Emeutes et réseaux sociaux : sortie du réel ou réalité amplifiée par la virtualité ?
Dans le contexte des récentes émeutes suscitées par la mort tragique de Nahel, tué par un policier, les réseaux sociaux se retrouvent une fois de plus au centre des débats. En quoi et pourquoi sont-ils considérés comme amplificateur de violences urbaines ? Quel rôle jouent-ils dans la diffusion des vidéos et quels sont les enjeux réels derrière ces contenus ?
Mimétisme et partage massif en temps réel
L'effet de mimétisme est l'un des premiers phénomènes observés grâce au partage massif des vidéos de violence. Ces vidéos ont suscité une sorte de surenchère et de défi, poussant les jeunes impliqués dans les émeutes à réaliser des actes plus spectaculaires que ceux précédemment diffusés, voire à imiter ce qui avait été fait par d'autres. Les contenus des vidéos, filmées par des témoins ou des participants, varient entre des témoignages simples de pillages et des tonalités humoristiques ou ironiques accompagnées de commentaires décalés.
Une coordination des actions violentes facilitée par les réseaux sociaux
Si en 2005, les appels téléphoniques ont suffi pour permettre aux jeunes de se synchroniser, la différence majeure soutenue par l’utilisation des plateformes se situe dans la diffusion ou le partage d’informations en temps réel et à un nombre très important de personnes en simultané.
Ainsi, des vidéos ont été massivement diffusées sur des plateformes telles que Snapchat, TikTok, Twitter, et dans des groupes privés sur Telegram. La plateforme Snapchat, en particulier, a permis de repérer les lieux des émeutes grâce à la "snap map", qui indique en temps réel les zones où se concentrent les publications publiques. Les hashtags les plus populaires répertoriés à cette occasion ont également favorisé la diffusion des vidéos. En cherchant les mots clés #émeutes, #Nahel, #Nanterre, #police, #guerrecivile, on pouvait trouver instantanément et en masse tous les contenus en référence aux violences en cours.
Entre liberté d’expression et sécurité, quelle réponse institutionnelle apporter ?
Face à cette situation, les autorités ont cherché des réponses en demandant aux plateformes telles que Meta, Snapchat, Twitter et TikTok de retirer rapidement les contenus signalés et d'identifier les réseaux participant à des infractions, tout en répondant aux demandes des autorités judiciaires.
Des discussions sont également en cours sur la question de lever l'anonymat des personnes incitant à la violence et de supprimer plus rapidement les contenus illégaux et sensibles.
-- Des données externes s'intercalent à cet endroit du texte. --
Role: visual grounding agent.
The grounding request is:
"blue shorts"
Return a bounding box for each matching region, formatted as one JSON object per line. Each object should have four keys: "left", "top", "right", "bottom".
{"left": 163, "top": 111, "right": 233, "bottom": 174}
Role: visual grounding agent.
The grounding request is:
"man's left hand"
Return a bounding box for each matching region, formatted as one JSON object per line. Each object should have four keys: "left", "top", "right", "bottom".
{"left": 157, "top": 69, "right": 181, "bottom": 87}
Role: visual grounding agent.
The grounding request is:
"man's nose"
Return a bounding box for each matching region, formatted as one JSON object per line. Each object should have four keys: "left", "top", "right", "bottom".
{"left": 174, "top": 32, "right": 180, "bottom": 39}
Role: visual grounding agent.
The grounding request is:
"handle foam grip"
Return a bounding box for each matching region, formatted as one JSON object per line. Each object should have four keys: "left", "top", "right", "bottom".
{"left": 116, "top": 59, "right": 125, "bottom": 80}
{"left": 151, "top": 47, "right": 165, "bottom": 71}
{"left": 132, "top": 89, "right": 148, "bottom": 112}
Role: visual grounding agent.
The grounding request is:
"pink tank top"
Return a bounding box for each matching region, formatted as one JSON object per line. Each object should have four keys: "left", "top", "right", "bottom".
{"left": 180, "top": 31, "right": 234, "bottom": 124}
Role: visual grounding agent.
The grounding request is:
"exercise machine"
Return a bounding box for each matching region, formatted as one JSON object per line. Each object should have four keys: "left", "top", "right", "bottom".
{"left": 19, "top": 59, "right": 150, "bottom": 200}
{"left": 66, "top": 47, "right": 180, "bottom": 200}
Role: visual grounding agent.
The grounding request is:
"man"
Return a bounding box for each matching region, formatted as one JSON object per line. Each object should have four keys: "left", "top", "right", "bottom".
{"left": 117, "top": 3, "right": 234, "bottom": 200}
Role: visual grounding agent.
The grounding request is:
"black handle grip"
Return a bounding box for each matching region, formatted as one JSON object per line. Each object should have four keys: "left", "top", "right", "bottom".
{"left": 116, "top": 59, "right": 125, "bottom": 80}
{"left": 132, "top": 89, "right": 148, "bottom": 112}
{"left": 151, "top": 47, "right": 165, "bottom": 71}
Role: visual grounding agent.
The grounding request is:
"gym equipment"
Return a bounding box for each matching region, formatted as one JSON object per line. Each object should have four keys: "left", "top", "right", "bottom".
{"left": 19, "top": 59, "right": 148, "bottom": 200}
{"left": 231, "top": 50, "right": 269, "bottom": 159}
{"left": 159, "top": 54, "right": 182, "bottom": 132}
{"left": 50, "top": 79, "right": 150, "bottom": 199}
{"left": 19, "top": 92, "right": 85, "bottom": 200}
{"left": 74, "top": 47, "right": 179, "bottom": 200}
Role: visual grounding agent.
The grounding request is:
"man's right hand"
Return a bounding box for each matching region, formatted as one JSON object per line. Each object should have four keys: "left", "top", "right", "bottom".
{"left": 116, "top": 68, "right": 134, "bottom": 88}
Cependant, ces mesures soulèvent des questions complexes liées à la liberté d'expression et à l'équilibre entre sécurité et droits fondamentaux. D’ailleurs, la suppression de contenus illégaux ou sensibles a fait l’objet d’une proposition (loi Avia de 2020) et a été jugée incompatible avec la liberté d’expression par le Conseil constitutionnel car disproportionnée et ne permettant pas l’intervention d’un juge pour qualifier ou ces contenus en ligne.
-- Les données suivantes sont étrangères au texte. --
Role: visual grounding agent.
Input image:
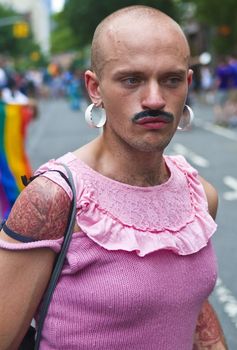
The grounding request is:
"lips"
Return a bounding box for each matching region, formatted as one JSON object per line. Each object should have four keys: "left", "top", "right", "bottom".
{"left": 132, "top": 110, "right": 174, "bottom": 124}
{"left": 135, "top": 116, "right": 169, "bottom": 125}
{"left": 134, "top": 117, "right": 169, "bottom": 130}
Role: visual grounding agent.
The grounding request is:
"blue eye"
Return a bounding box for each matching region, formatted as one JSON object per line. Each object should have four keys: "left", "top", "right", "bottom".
{"left": 165, "top": 77, "right": 183, "bottom": 88}
{"left": 122, "top": 77, "right": 141, "bottom": 86}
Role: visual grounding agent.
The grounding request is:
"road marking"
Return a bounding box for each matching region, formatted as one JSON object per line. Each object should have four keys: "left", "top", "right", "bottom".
{"left": 214, "top": 278, "right": 237, "bottom": 329}
{"left": 172, "top": 143, "right": 210, "bottom": 168}
{"left": 223, "top": 176, "right": 237, "bottom": 200}
{"left": 195, "top": 118, "right": 237, "bottom": 141}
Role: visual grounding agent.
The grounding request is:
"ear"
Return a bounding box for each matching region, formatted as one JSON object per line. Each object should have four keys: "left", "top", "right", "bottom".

Enfin, bloquer complètement les réseaux sociaux a été jusqu’à maintenant l’apanage de régimes autoritaires, notamment l’Iran en 2022 après la mort de Mahsa Amini, la Turquie en 2014 à la suite de fuites sur Twitter impliquant R.Tayyip Erdogan (1er Ministre à l’époque) dans une affaire de corruption, ou la Chine qui bannit les réseaux sociaux depuis 2009.
Vers une régulation plus stricte des réseaux sociaux
Des évolutions devraient s’opérer avec l'entrée en vigueur le 25 août prochain du Digital Services Act au sein de l'Union européenne. Dans un délai d’un an, il obligera les plateformes à supprimer les contenus qui enfreignent la loi et à suspendre les utilisateurs qui publient ces contenus illégaux. Les plateformes devront renforcer leurs moyens techniques et humains pour une modération plus rapide et transparente, tout en étant soumises aux contrôles de la Commission européenne avec des amendes possibles jusqu’à 6% de leur chiffre d’affaires.
Les réseaux sociaux n’opèrent pas une sortie du réel, ils l’amplifient, avec tous les effets pervers et positifs que cela peut engendrer. Opposer le réel à ce qui se présente sur les réseaux sociaux laisse supposer l’existence d’une réalité parallèle et autonome – une bulle sociale avec des comportements nés sur ces plateformes - dont nous serions tous dépossédés, alors même que la réponse se trouve très certainement dans une responsabilisation individuelle et collective.